From the cardiovascular system:
> 1% - chest pain; <1% - palpitations, symptoms of vasodilation, orthostatic hypotension, increased blood pressure, phlebitis, arrhythmia, angina pectoris.
From the hematopoietic system:
<1% - anemia, lymphadenopathy, thrombocytopenia.
From the respiratory system:
> 1% - bronchitis, rhinitis; <1% - pneumonia, dyspnea, exacerbation of bronchial asthma, nosebleeds.
From the digestive system:
> 1% - nausea; <1% - heartburn, constipation or diarrhea, flatulence, gastralgia, abdominal pain, decreased or increased appetite, dry mouth, belching, dysphagia, vomiting, stomatitis, esophagitis, glossitis, erosive and ulcerative lesions of the oral mucosa, gastroenteritis, hepatitis, biliary colic, cheilitis, duodenal ulcer, pancreatitis, cholestatic jaundice, liver dysfunction, rectal bleeding, melena, bleeding gums, tenesmus.
From the musculoskeletal system:
> 1% - arthritis; <1% - leg muscle cramps, bursitis, tenosynovitis, myositis, myopathy, arthralgia, myalgia, rhabdomyolysis, torticollis, muscle hypertonicity, joint contractures, joint swelling, tendinopathy (in some cases with tendon rupture).
From the genitourinary system:
> 1% - urogenital infections, peripheral edema; <1% - dysuria (including pollakiuria, nocturia, urinary incontinence or urinary retention, urinary urgency), leukocyturia, nephritis, hematuria, vaginal bleeding, nephrourolithiasis, metrorrhagia, epididymitis, decreased libido, impotence, impaired ejaculation.
Dermatological reactions:
> 1% - alopecia, xeroderma, photosensitivity, increased sweating, eczema, seborrhea, ecchymosis, petechiae.
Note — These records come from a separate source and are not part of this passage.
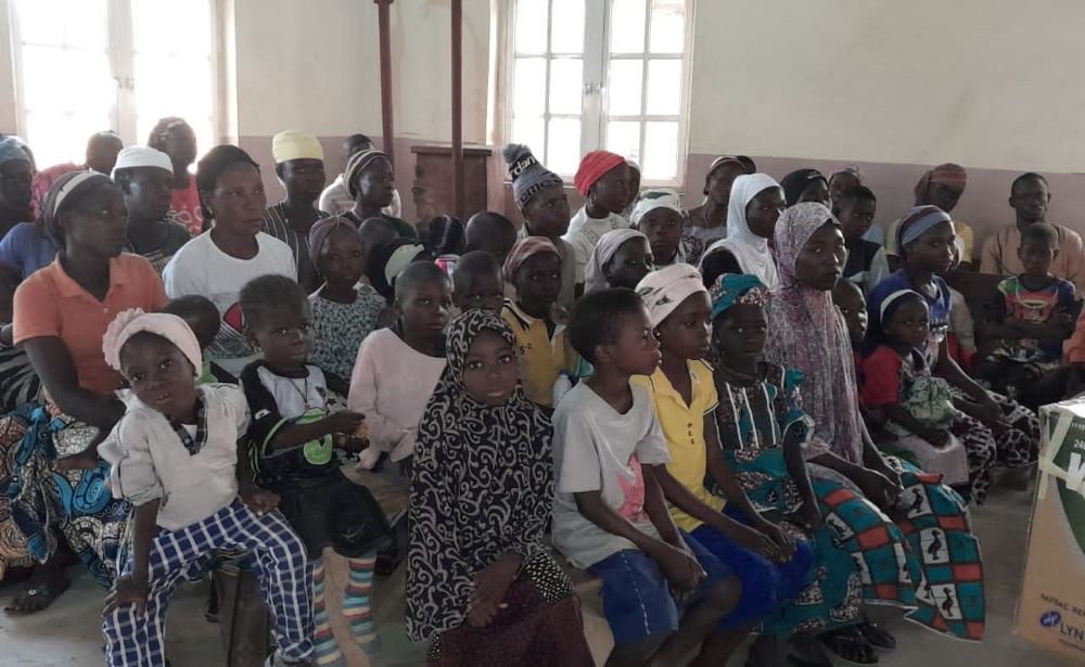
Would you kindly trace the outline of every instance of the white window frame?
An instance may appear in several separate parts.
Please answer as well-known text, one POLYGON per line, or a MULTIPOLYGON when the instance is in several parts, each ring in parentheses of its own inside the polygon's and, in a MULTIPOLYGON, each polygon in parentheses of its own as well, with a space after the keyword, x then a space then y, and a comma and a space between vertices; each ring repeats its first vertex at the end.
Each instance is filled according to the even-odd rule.
MULTIPOLYGON (((191 0, 186 0, 191 1, 191 0)), ((220 15, 220 0, 199 0, 207 3, 207 26, 210 43, 210 101, 212 101, 212 132, 214 141, 225 136, 224 113, 222 113, 222 90, 221 90, 221 68, 220 48, 221 30, 218 17, 220 15)), ((14 98, 15 98, 15 126, 18 133, 26 137, 27 108, 24 103, 25 77, 22 66, 23 39, 20 33, 18 9, 14 0, 8 1, 8 23, 11 26, 11 48, 12 65, 14 68, 14 98)), ((113 108, 110 112, 111 127, 120 136, 125 145, 144 145, 146 137, 137 134, 137 110, 136 110, 136 40, 132 26, 132 0, 106 0, 106 26, 108 30, 108 59, 113 80, 116 85, 116 97, 113 108)), ((212 146, 200 146, 201 153, 212 146)), ((33 146, 31 146, 33 149, 33 146)), ((50 165, 38 165, 38 168, 50 165)))
MULTIPOLYGON (((641 89, 640 89, 640 107, 642 111, 647 111, 647 100, 648 100, 648 63, 650 60, 678 60, 682 64, 682 81, 681 81, 681 99, 679 101, 677 121, 678 121, 678 154, 677 154, 677 170, 674 179, 666 180, 649 180, 646 179, 641 182, 641 187, 666 187, 666 188, 681 188, 685 184, 686 179, 686 163, 689 159, 689 100, 690 100, 690 81, 691 81, 691 69, 692 69, 692 51, 693 51, 693 24, 694 24, 694 13, 697 10, 695 0, 685 0, 686 1, 686 34, 682 42, 682 52, 679 53, 652 53, 649 50, 649 40, 651 39, 651 20, 652 20, 652 2, 651 0, 646 0, 647 7, 644 10, 644 48, 640 53, 615 53, 610 52, 610 27, 611 22, 608 20, 612 1, 611 0, 585 0, 584 7, 584 50, 580 54, 584 64, 584 82, 582 86, 582 104, 580 104, 580 154, 585 154, 589 151, 601 149, 605 146, 607 141, 607 123, 608 120, 636 120, 640 123, 640 149, 641 152, 644 147, 644 130, 647 123, 652 120, 665 120, 674 121, 675 116, 655 116, 649 114, 638 114, 638 115, 622 115, 622 116, 608 116, 607 115, 607 69, 608 63, 611 60, 641 60, 643 62, 643 72, 641 74, 641 89), (592 36, 597 36, 598 47, 588 48, 589 44, 593 43, 592 36)), ((505 90, 508 94, 505 95, 503 108, 501 111, 501 138, 502 142, 512 141, 512 95, 515 90, 515 61, 516 61, 516 44, 515 44, 515 26, 516 26, 516 9, 519 7, 518 0, 512 0, 509 3, 508 11, 505 12, 505 25, 503 30, 507 35, 506 43, 507 48, 503 53, 503 72, 505 72, 505 90)), ((556 54, 550 51, 550 31, 553 29, 552 24, 553 16, 553 0, 547 0, 547 49, 542 54, 542 57, 547 62, 547 76, 546 80, 542 82, 546 90, 546 108, 544 110, 542 120, 544 120, 544 145, 541 146, 531 146, 536 156, 545 164, 545 156, 547 153, 547 141, 550 132, 549 120, 551 118, 565 118, 575 117, 570 114, 550 114, 549 103, 550 103, 550 63, 560 59, 562 55, 567 54, 556 54)), ((538 54, 533 54, 538 55, 538 54)), ((566 181, 572 180, 572 174, 562 174, 566 181)))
From the endocrine system:
<1% - gynecomastia, mastodynia.
From the side of metabolism:
<1% - weight gain, exacerbation of gout.
Allergic reactions:
<1% - itching, skin rash, contact dermatitis, rarely - urticaria, angioedema, facial swelling, anaphylaxis, erythema multiforme exudative (including Stevens-Johnson syndrome), toxic epidermal necrolysis (Lyell's syndrome).
Laboratory indicators:
<1% - hyperglycemia, hypoglycemia, increased serum CPK, albuminuria.